Tidal disruption of star

An artist's illustration of a supermassive black hole tidally disrupting a star. 1. The star falls from a distance toward the hole. 2. As the star draws near, it becomes stretched into an ellipsoid by the differing strength of the hole's gravity on its near and far sides. 3. If the star swings too close, the differences between the hole's pull on the star's different parts grow greater than the star's self-gravity, tearing it apart into an X-ray-hot gas.

Courtesy NASA / CXC / M. Weiss.

Yes, black holes can be just as mean and nasty as they're made out to be in cheesy science fiction. A supermassive black hole in a galaxy 700 million light-years away has torn to shreds an unfortunate star that ventured too close to it, astronomers declared today. The violence of the event created a decade-long X-ray flare that first caught astronomers' attention in 1992. Last year they were able to study its fading remains using the XMM-Newton and Chandra X-ray satellites, and this afternoon, at a NASA press conference, they described what they think must have happened.

Astronomers have been hoping to catch such an event for a long time. The central black hole in a typical, Milky-Way-like galaxy ought to swallow a random star only about once every 10,000 years. But the German ROSAT X-ray satellite surveyed so many galaxies during its lifetime that researchers realized that a few star-swallowings might well have been recorded. Last year a group identified two likely cases of this happening (Sky & Telescope: August 2003, page 24). Now a team led by Stefanie Komossa (Max Planck Institute for Extraterrestrial Physics, Germany) says it has fully confirmed one of these events.

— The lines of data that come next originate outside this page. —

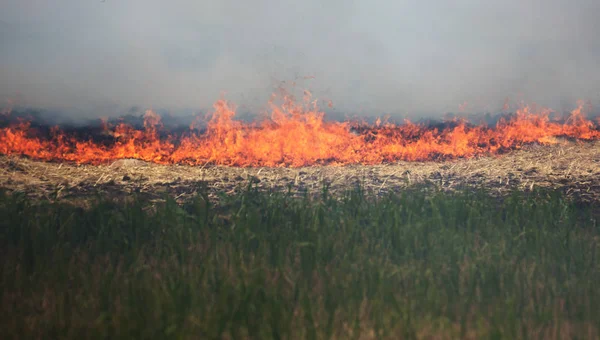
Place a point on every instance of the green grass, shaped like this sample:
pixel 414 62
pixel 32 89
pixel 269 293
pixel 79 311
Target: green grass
pixel 266 265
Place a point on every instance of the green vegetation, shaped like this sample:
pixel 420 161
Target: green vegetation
pixel 267 265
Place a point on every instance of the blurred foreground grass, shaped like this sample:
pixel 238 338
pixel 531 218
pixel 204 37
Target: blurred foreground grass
pixel 266 265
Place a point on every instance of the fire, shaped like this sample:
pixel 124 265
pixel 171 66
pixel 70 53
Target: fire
pixel 297 135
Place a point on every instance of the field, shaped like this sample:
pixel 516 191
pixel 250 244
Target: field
pixel 492 247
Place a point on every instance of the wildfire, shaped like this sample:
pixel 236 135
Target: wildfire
pixel 296 135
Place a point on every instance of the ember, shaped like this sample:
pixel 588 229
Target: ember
pixel 297 135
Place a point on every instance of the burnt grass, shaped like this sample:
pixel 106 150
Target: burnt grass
pixel 261 264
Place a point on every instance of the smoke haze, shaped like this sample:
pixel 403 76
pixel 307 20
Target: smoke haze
pixel 371 56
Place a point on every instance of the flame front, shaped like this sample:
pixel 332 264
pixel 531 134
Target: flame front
pixel 297 135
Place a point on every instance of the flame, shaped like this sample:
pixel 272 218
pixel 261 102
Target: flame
pixel 297 135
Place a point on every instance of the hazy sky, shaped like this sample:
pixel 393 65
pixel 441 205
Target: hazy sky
pixel 366 56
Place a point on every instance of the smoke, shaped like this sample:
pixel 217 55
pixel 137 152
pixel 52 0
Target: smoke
pixel 368 57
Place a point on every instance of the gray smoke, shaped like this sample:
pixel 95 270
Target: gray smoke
pixel 369 57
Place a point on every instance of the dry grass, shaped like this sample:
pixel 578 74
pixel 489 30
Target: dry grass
pixel 573 167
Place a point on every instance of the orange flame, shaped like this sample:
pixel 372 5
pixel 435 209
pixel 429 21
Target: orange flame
pixel 297 135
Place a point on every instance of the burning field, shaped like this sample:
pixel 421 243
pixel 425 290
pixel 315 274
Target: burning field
pixel 297 227
pixel 297 148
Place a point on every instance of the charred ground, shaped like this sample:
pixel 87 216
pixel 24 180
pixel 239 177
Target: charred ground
pixel 571 167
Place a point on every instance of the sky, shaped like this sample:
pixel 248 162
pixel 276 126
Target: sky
pixel 367 57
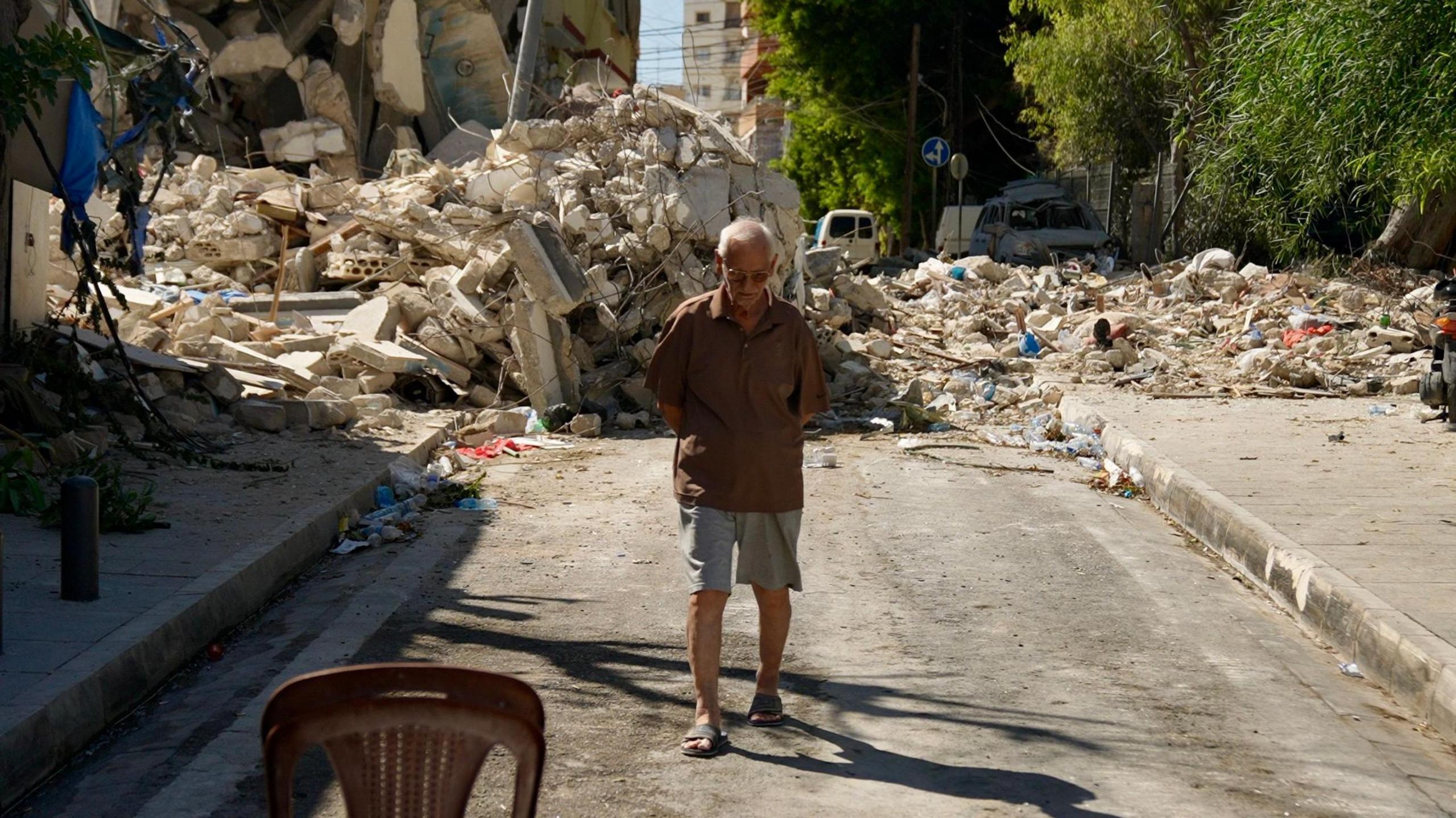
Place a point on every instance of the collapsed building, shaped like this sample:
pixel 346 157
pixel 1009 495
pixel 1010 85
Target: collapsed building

The flareup occurred in the faint galaxy RX J1242–11 in Virgo. The nucleus of this galaxy normally shows no trace of activity. Nevertheless, the X-ray outburst was one of the strongest ever seen from any galactic nucleus — brightening it enough to equal, temporarily, the X-ray luminosity of a full-fledged quasar. The flare's power, its sudden onset (two years earlier nothing was happening), and other characteristics match what would be expected for a solar-mass star swinging fatally close to a 100-million-solar-mass black hole. Said team member Guenther Hasinger (Max Planck Institute), "We are convinced that this is the only explanation for these events."

The Chandra X-ray Observatory provided the high resolution needed to place the flare at the center of the galaxy, where a supermassive black hole is expected to reside. The European Space Agency's XMM-Newton obtained high-quality X-ray spectra; these showed the temperature and other signatures expected of large amounts of matter close to a supermassive, galaxy-core black hole. Independent commentator Alexei Filippenko (University of California, Berkeley) said the group's work "provides the definitive evidence that stars are being ripped apart occasionally by black holes."

Komossa and her colleagues estimate that only between 1 and 25 percent of the star's mass ended up forming a hot accretion disk spiraling around the hole on its way to getting swallowed. The rest of the star's remains swung clean around the hole and were flung back out to deep space.

More information and animations are available in a Chandra press release. The researchers' paper will appear in the March 1st Astrophysical Journal Letters.